Drilled cuttings contaminated by non-aqueous fluids (NAFs) are the waste generated by oil well drilling activities. Over the last twenty years, studies have been conducted to assess the effects that these residues have on the environment in both offshore and onshore scenarios. More restrictive environmental legislation and the need to reduce drilling costs (exploration and production) have led to the optimization of solid-liquid separation. Currently, in Brazil, the environmental offshore discharge threshold for synthetic materials is 6.9 % by mass. Microwave radiation is a promising technology to remove the organic phase of these drilled cuttings. This paper presents microwave heating technique as a method for the treatment of contaminated drilled cuttings. This drying methodology was applied to contaminated cuttings and studied through a Design of Experiments (DOE), where the manipulated variables were NAF concentration, specific energy and mass. The responding variables were residual n-paraffin content, percentage of n-paraffin removed, mass flow and mass of n-paraffin removed per energy unit.


The world's dependence on oil is an incontestable issue. This necessity creates a continuous search for this energy source, which is found in increasingly critical conditions. In addition to this difficulty, there are growing demands for sustainable oil exploration and production, including more stringent environmental laws. Thus, companies not only aim for profitability but also sustainability. Oil drilling has encountered increasingly challenging scenarios due to the difficulty of finding large oil reserves; moreover, the operational window associated with these scenarios has become increasingly narrow. Thus, to provide continuity of oil exploration in Brazil, it is necessary to critically analyze the processes involved and search for ways to optimize them [1].

During the drilling process, a fluid is used to remove the cuttings generated by the bit from the well. With the evolution of the drilling process, several types of drilling fluids emerged. The classification of a drilling fluid is most commonly made on the basis of its composition [2]. These fluids are classified into water-based fluids (WBFs) and non-aqueous fluids (NAFs).
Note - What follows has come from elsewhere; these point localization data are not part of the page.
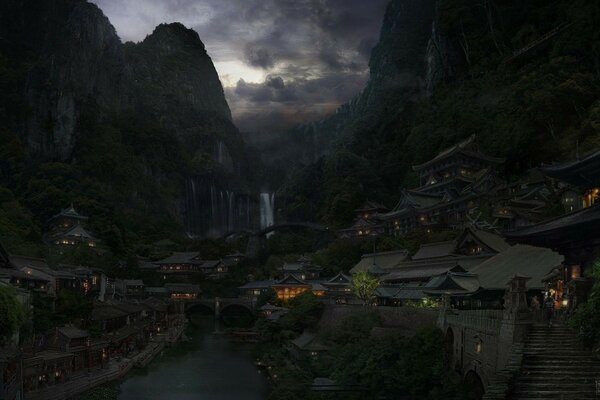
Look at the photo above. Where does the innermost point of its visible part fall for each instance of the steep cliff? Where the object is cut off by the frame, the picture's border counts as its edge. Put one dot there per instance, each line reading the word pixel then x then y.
pixel 120 128
pixel 520 75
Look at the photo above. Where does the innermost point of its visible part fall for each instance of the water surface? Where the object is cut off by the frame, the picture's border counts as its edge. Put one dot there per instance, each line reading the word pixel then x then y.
pixel 208 367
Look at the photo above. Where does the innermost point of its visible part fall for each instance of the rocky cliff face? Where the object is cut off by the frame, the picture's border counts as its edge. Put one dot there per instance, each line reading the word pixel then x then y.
pixel 410 58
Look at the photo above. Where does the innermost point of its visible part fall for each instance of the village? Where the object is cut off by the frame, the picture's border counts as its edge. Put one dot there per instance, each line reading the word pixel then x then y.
pixel 515 264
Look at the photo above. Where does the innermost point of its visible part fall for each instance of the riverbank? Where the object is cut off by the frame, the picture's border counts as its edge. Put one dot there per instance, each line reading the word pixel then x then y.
pixel 204 366
pixel 114 370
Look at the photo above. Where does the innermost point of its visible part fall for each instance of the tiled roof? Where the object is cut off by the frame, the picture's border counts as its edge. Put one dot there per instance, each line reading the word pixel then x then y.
pixel 181 258
pixel 523 260
pixel 384 260
pixel 258 284
pixel 72 332
pixel 434 250
pixel 182 288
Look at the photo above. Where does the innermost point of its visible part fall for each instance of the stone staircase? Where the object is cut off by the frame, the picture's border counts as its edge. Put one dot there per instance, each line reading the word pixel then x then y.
pixel 555 366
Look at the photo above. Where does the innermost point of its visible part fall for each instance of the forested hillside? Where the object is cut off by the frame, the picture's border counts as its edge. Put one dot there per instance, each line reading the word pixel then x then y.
pixel 524 76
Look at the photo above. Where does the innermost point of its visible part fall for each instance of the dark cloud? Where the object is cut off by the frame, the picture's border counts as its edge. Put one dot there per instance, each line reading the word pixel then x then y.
pixel 259 57
pixel 308 56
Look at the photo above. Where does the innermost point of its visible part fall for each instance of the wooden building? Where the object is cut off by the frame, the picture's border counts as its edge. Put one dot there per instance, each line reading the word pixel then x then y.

Cuttings contaminated with NAFs are the major waste from drilling activities. In offshore scenarios, these cuttings must be decontaminated of the organic phase before they can be discharged into the sea. The treatment of this material is possible onshore, but it is very expensive and the treated cuttings are still a residue, which disposal must follow specific regulations. Therefore, when economically and technically feasible, offshore decontamination followed by discharge at the location is the most attractive option. In Brazil, to discharge overboard, the limit on residual n-paraffin content is 6.9 % by mass. This is the same standard used by the US EPA [3].
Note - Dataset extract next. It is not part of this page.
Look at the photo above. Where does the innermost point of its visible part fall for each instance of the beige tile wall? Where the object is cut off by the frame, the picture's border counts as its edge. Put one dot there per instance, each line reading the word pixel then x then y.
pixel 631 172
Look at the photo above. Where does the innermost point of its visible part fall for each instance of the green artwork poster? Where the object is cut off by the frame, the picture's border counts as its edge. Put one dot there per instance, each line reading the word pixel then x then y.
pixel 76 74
There is a solids control system associated with the drilling process, which involves several pieces of equipment and promotes the solid-liquid separation described above [4]. The goal of modern solids control systems is to reduce the overall cost of drilling operations by removing solids and minimizing the fluid loss associated with these solids.
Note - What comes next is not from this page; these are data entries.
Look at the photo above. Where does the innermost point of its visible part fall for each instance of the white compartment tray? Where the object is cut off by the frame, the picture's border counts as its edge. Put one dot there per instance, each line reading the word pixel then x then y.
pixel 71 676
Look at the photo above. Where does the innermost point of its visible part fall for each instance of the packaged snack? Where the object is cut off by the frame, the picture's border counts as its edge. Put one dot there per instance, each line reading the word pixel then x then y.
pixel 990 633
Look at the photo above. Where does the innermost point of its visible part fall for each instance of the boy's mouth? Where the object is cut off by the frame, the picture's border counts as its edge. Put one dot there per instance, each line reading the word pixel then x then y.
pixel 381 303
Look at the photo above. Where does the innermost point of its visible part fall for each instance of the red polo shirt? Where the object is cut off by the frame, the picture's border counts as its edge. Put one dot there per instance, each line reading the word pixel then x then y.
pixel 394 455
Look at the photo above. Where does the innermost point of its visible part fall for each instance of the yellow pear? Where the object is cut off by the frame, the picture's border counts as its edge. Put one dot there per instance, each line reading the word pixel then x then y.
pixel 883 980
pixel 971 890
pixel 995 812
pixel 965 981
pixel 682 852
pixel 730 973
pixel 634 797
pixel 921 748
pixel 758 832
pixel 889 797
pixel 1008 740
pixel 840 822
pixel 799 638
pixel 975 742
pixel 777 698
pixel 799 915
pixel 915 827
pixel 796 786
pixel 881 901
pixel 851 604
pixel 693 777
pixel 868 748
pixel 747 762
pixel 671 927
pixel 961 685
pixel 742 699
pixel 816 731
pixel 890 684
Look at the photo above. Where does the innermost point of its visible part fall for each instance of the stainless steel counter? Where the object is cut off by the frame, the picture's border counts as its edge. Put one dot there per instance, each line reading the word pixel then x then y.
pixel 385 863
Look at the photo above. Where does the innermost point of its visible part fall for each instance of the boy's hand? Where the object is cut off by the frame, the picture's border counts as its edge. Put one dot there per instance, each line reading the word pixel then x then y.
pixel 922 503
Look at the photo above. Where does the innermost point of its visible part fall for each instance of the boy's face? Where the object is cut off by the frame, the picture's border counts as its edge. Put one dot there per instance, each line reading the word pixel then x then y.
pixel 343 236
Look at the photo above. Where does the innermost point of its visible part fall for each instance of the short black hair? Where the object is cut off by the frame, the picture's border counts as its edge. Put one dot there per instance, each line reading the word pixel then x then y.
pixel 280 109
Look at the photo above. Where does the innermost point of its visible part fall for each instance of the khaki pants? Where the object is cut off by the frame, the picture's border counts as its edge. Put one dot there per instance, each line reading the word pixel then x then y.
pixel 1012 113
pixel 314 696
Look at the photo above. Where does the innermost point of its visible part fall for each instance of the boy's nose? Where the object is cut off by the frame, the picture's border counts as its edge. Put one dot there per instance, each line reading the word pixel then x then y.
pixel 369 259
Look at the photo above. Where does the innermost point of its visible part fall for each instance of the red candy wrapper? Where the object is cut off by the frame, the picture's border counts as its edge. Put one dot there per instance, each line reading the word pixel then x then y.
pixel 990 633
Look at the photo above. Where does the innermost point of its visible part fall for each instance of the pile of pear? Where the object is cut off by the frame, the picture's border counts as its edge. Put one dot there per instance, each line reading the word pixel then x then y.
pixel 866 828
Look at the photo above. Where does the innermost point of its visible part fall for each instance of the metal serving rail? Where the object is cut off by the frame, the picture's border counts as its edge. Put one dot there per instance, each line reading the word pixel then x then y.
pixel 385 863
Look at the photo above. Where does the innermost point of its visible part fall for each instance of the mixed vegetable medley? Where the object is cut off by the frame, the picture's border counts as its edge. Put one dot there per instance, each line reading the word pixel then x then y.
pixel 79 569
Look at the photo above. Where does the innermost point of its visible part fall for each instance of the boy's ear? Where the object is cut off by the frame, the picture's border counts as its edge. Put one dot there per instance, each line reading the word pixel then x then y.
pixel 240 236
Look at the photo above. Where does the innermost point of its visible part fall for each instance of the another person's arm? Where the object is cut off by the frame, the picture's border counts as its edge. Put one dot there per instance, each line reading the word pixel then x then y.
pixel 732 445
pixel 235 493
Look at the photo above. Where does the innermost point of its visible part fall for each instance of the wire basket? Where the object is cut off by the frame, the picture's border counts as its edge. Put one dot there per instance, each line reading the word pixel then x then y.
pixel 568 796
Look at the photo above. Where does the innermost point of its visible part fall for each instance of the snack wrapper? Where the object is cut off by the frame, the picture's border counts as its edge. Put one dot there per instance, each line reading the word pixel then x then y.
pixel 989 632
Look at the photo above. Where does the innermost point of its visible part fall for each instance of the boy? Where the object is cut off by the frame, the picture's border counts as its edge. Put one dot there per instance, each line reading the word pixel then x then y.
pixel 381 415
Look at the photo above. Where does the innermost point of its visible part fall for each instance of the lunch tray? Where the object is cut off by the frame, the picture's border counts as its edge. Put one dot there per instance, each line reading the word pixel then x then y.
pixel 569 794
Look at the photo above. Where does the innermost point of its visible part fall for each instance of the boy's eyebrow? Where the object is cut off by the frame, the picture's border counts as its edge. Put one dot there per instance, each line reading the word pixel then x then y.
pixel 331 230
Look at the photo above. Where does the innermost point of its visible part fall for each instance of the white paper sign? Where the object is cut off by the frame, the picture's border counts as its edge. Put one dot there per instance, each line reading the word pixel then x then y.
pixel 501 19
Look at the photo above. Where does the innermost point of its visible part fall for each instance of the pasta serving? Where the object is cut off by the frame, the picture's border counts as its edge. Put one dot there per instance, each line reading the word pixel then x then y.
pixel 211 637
The equipment currently used for drilled cuttings treatment is the cuttings dryer. This apparatus, which is actually a vertical centrifugal filter, is used to fit the solids from the solids control system to environmental laws, thereby recovering a larger amount of the drilling fluid. However, the recovered fluid has a high solids content, which undermines the fluid quality [4]. Even with the use of decanter centrifuges, the recovered fluid does not satisfy established quality standards.